I surge forward, feeling in the absolute darkness for the wooden doors. My trembling hands hit stone first, and I move along the cold wall until I find the wood of the doors. It takes me a moment to locate the handle, and then I tug on it.

The doors don’t budge. They don’t even groan. It’s as if they’re completely and utterly locked in place. The anxious knot returns to my throat and for a moment, I feel as if I’m going to vomit. Or cry. Or both. I give the door another tug, harder this time, and it’s useless. With a moan, I press my brow to the wood, collapsing against it.

You can break down later, I tell myself. I know you want to cry, but you can do that after you pull yourself together. Find your medicine. Light a candle. Get to your room, where it’s safe. There’s too much to do and no one is going to help you.

Right. Okay.

Taking a deep breath, I turn around—and scream.

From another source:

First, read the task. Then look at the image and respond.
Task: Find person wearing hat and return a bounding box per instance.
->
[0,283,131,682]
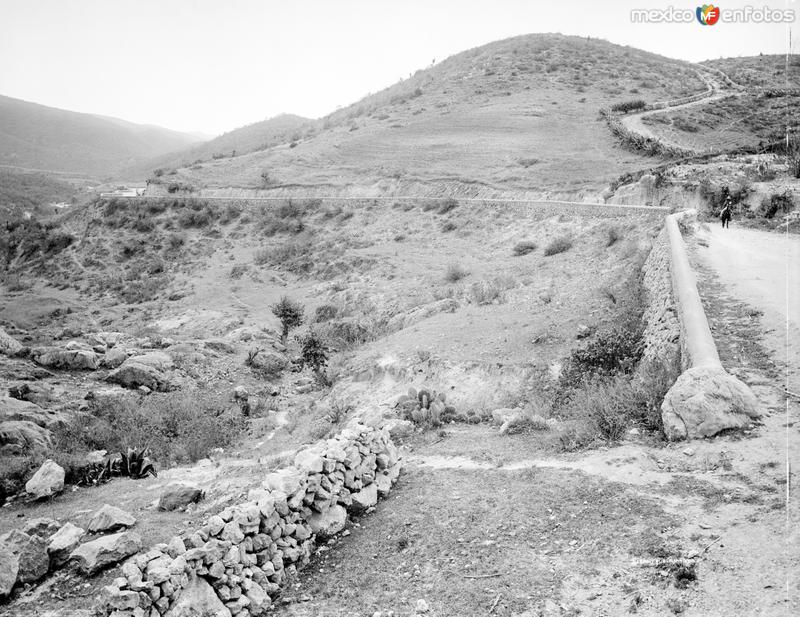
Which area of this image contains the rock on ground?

Two gleaming, shining, evil green eyes gaze out from the darkness across the room. The Fellian. The one that I need to kill before they kill me.

And they can see in the dark.

Dragon shite.

“Stay away!” I cry out in a trembling voice. “Leave me alone!” I drop to the floor, feeling for Erynne’s knife. How could I be so careless as to abandon my only weapon moments after I enter the tower? I’m an idiot.

To my relief, I find the knife quickly and jerk it from its sheath, holding it aloft in the pitch black around me. I look up, searching for the eerie green eyes, but they’re gone. Heart pounding, I get to my feet and peer into the darkness, listening for sounds, but I think I’m alone again. There’s no sound but that of my pulse.

With a relieved little sigh, I clutch the knife close. “Am I alone now?” I whisper.

The blade shivers.

“Is she going to kill me?”

There’s no response, but at the same time, the air feels pregnant, as if there’s a question unanswered.

“Are you sure?” I ask the knife.

No answer. Hmm. That’s not a good sign. Either I’m asking the wrong thing or the knife isn’t as omniscient as I thought.

One problem at a time. I need to find my quarters and get situated. I need to make my medicine, too. Already I’m feeling weak and a little sweaty, a sign that I need my dose and to eat something to settle my stomach afterwards. Riza will have a bag prepared for me for today, I know. I just need to find it. I run my hand over the mountain of trunks, but finding where anything is stashed feels monumental. Luckily, I have help. I touch one trunk. “Is there a candle in here?”